Remembering Charlie Arnade

I remember the first time I encountered Charlie Arnade, the singular USF international affairs professor who died recently at 81. It was in the 1970s, and he was a last-minute substitute instructor in a Russian History course on USF’s St. Petersburg campus.

He spoke English with a hybrid European accent that was – I later learned – totally befitting one born in Germany but raised in China, Bolivia and Switzerland. He wore a dashiki.

Without a lesson plan, he winged it with mesmerizing stories – from cultural crucibles in Arabic countries to the “Rape of Nanjing” to a chance encounter with Che Guevara. Somehow, he wove them into a uniquely memorable, geopolitical lesson.

Later, as a journalist and the USF media relations manager, I was privy to another side of Professor Arnade. He was much more than a Fulbright Scholar who specialized in Latin American studies.

He pulled no rhetorical punches and spoke the truth as he knew it.

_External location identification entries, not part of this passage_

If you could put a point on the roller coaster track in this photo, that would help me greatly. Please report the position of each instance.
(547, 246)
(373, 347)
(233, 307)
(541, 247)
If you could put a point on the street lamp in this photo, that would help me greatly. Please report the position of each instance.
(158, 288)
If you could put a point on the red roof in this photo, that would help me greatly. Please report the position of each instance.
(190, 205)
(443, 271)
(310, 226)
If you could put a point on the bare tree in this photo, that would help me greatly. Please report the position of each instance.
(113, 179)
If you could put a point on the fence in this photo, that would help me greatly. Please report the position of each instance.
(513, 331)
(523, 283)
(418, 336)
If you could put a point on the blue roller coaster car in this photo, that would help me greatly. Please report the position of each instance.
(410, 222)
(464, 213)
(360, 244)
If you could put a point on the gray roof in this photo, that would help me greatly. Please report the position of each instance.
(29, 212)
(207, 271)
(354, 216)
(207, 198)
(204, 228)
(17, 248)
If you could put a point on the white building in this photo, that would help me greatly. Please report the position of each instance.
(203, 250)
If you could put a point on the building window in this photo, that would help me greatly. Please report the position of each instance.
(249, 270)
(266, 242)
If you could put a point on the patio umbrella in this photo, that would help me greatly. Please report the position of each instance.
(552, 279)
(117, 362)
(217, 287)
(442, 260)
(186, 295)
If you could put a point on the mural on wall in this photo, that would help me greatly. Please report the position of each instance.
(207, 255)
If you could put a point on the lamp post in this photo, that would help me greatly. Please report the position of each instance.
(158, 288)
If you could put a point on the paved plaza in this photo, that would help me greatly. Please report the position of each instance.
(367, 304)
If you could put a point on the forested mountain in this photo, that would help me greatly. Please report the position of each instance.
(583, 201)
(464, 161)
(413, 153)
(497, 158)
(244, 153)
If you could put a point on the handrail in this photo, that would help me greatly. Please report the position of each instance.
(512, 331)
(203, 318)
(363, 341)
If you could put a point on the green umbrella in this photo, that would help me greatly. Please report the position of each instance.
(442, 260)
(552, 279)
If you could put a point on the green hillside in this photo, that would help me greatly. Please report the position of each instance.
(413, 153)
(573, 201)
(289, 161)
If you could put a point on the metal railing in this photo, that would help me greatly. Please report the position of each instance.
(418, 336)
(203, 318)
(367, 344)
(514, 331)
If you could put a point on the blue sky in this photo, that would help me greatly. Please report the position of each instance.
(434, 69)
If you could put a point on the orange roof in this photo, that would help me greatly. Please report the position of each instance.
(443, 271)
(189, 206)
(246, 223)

Back in the day, he was not afraid to protest against segregation. In the mid-’90s, he was an outspoken campus contrarian about the priorities represented by the prospect of big-time football at USF. Academic freedom was no mere abstraction.

Arnade, who was a founding professor at USF, was one of those notably learned, eccentric and colorful characters that universities can never have enough of. Moreover, much of what he knew and taught was what he had literally lived. He was one of a kind.